Retail REIT performance exceeded consensus analyst expectations in the first quarter, with companies across the board posting strong FFO and earnings growth. And with consumer spending holding up, observers are bullish for the rest of the year meaning more strong quarterly results to come in addition to continued appreciation in stock prices.
So far this year,mall REITs have posted weighted average total returns of 14.1 percent, with FFO growth estimates for 2007 of 6.8 percent, according to a comparative valuation survey of 21 retail REITs from Citigroup. Meanwhile, the weighted average total returns for shopping center REITs was 6.3 percent, with projected FFO growth of 10.1 percent. Last year, regional mall REITs posted total returns of 27.2 percent while shopping center REITs came in at 37.4 percent.
Retail REIT results were buoyed by a strong March. According to ICSC, same-stores sales rose 5.9 percent -- the biggest year-over-year gain since April 2006. The results exceeded the projected jump of between 4 percent and 5 percent. The early Easter this year pushed more sales activity into March. However, retailers may end up paying the price for that now. Same-store salesfor April, which will be released tomorrow, is expected to be negative for the first time since March 2003, according to ICSC and UBS Securities LLC, because of the Easter shift and the coldest April in 10 years.
But most expect April results to be momentarily lapse and that retail will continue its ascent this month. One big reason for optimism is that the first quarter ended without any notable bankruptcy announcements. There have been only 743 store closings in the first three months of 2007, according to the Retail Quarterly report from Merrill Lynch, compared to 2,082 closings in the first quarter of 2006 and 999 closings during the same period in 2005. “This is the most bankruptcy free year I can remember in about a decade,” says Richard Moore, analyst with RBC Capital Markets.
Among the best performers year-to-date in the regional mall sector has been General Growth Properties, which posted total returns of 21.6 percent, as well as Simon Property Group with 13.3 percent and Taubman Centers with 10.8 percent.
General Growth’s same store NOI for the first quarter of 2007 was only 0.5 percent compared to 8.5 percent in the first quarter of 2006, due totermination fees carried over from last year, but its occupancy rate, at 92.9 percent, was 1.8 percent higher during the same period last year and its sales per square foot increased more than 3 percent since the first quarter of 2006 to $458. “We remain confident in the inherent growth of General Growth Properties’ in-place portfolio and feel [the company] can obtain its goal of 5 percent same store NOI growth for the years 2007-2009,” writes A.G. Edwards & Sons, Inc. analyst Mark Hoffmeister.
The company’s core FFO per share went down more than 8 percent in 2007, compared to $0.71 for the same period in 2005, but its fully diluted FFO per share rose 115 percent, from $0.77 to $1.66.
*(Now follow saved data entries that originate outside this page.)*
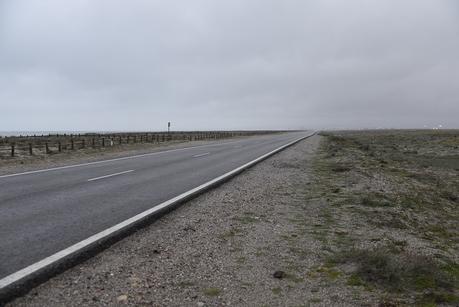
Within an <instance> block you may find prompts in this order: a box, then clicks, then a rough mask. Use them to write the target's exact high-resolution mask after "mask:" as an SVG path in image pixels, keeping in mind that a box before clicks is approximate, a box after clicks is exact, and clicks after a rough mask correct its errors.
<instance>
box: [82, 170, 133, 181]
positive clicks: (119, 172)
mask: <svg viewBox="0 0 459 307" xmlns="http://www.w3.org/2000/svg"><path fill="white" fill-rule="evenodd" d="M133 171H134V170H133V169H131V170H128V171H124V172H119V173H115V174H110V175H105V176H100V177H96V178H91V179H88V181H95V180H99V179H104V178H110V177H114V176H119V175H123V174H127V173H132V172H133Z"/></svg>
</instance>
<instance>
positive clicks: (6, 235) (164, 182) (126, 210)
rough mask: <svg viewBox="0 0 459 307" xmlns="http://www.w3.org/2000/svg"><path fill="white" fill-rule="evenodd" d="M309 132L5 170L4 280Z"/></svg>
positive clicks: (294, 133)
mask: <svg viewBox="0 0 459 307" xmlns="http://www.w3.org/2000/svg"><path fill="white" fill-rule="evenodd" d="M307 134H309V133H308V132H298V133H297V132H296V133H286V134H276V135H265V136H259V137H251V138H247V139H242V140H236V141H235V140H226V141H221V142H218V143H214V144H209V145H205V146H199V147H193V148H183V149H177V150H172V151H165V152H156V153H152V154H147V155H141V156H134V157H128V158H122V159H114V160H107V161H101V162H98V163H90V164H82V165H79V166H76V167H68V168H58V169H54V170H53V169H51V170H45V171H42V172H35V173H25V174H18V175H15V176H0V279H1V278H3V277H5V276H7V275H9V274H12V273H14V272H16V271H18V270H20V269H23V268H25V267H27V266H29V265H31V264H33V263H35V262H37V261H39V260H41V259H43V258H45V257H48V256H50V255H52V254H54V253H56V252H58V251H60V250H62V249H65V248H67V247H68V246H70V245H73V244H75V243H77V242H79V241H81V240H84V239H86V238H88V237H90V236H91V235H94V234H96V233H98V232H100V231H102V230H104V229H106V228H109V227H111V226H113V225H115V224H117V223H119V222H121V221H123V220H126V219H128V218H130V217H132V216H134V215H136V214H138V213H140V212H143V211H145V210H147V209H149V208H151V207H153V206H155V205H157V204H160V203H162V202H164V201H166V200H169V199H171V198H173V197H175V196H177V195H179V194H181V193H183V192H186V191H188V190H190V189H192V188H195V187H197V186H199V185H201V184H203V183H205V182H207V181H209V180H212V179H214V178H216V177H218V176H220V175H222V174H224V173H226V172H228V171H231V170H233V169H235V168H237V167H239V166H241V165H243V164H245V163H247V162H249V161H251V160H253V159H255V158H258V157H259V156H261V155H263V154H266V153H268V152H270V151H272V150H274V149H276V148H278V147H280V146H282V145H284V144H287V143H289V142H291V141H293V140H295V139H298V138H299V137H301V136H305V135H307Z"/></svg>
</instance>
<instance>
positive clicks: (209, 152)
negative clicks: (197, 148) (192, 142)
mask: <svg viewBox="0 0 459 307" xmlns="http://www.w3.org/2000/svg"><path fill="white" fill-rule="evenodd" d="M207 155H210V152H206V153H203V154H200V155H195V156H193V158H199V157H204V156H207Z"/></svg>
Simon Property Group is also doing well, with a 3.7 percent increase in same store NOI and a 5.6 percent increase in sales per square foot to $487. “Our estimates imply 7 percent to 8 percent growth in 2007, and 2008 driven by solid organic growth,” writes Citigroup analyst Jonathan Litt. Simon’s diluted FFO per share rose 8.7 percent from $1.26 in the first quarter of 2006 to $1.37 in 2007.
However, Litt lowered his estimates for CBL & Associates Properties Inc., from $4.46 per share to $3.39 per share, citing same store NOI growth of 1.8 percent compared to the company’s goal of 2.5 percent. Litt is also concerned about CBL’s positioning in secondary markets, which he feels are more vulnerable to an economic downturn. “We worry that [those markets] could be the first that retailers exit in tougher times,” he writes–a concern that Moore doesn’t share. CBL’s diluted FFO per share went down 6.4 percent, from $0.83 percent to $0.78 percent.
One company that stumbled slightly was Macerich Co., which announced FFO of $0.96 per diluted share, down from $1.05 per diluted share last year.
In the shopping center world, Equity One, with total returns of 10.6 percent and FFO per share of $0.40, Acadia Realty, with total returns of 9.9 percent and FFO of $0.36, and Kimco Realty, with total returns of 8.6 percent and FFO of $0.78, are posting strong performances.
“All of them are meeting and beating expectation for the first quarter,” says Moore. “There is demand for space in all segments–primary markets, secondary markets, regional malls, lifestyle centers, strips…”
The takeout? Moore says expect to see rising stock prices and more joint ventures with institutional partners, of the kind that Inland Western Retail Real Estate Trust Inc. signed with a Morgan Stanley pension fund client last week for the acquisition of up to $1 billion worth of shopping centers around the country. With performances this strong, institutional investors will continue to be interested in retail, so much so that the joint venturemight start spilling over into the regional mall sector, which hasn’t gotten as much interest previously, says Moore.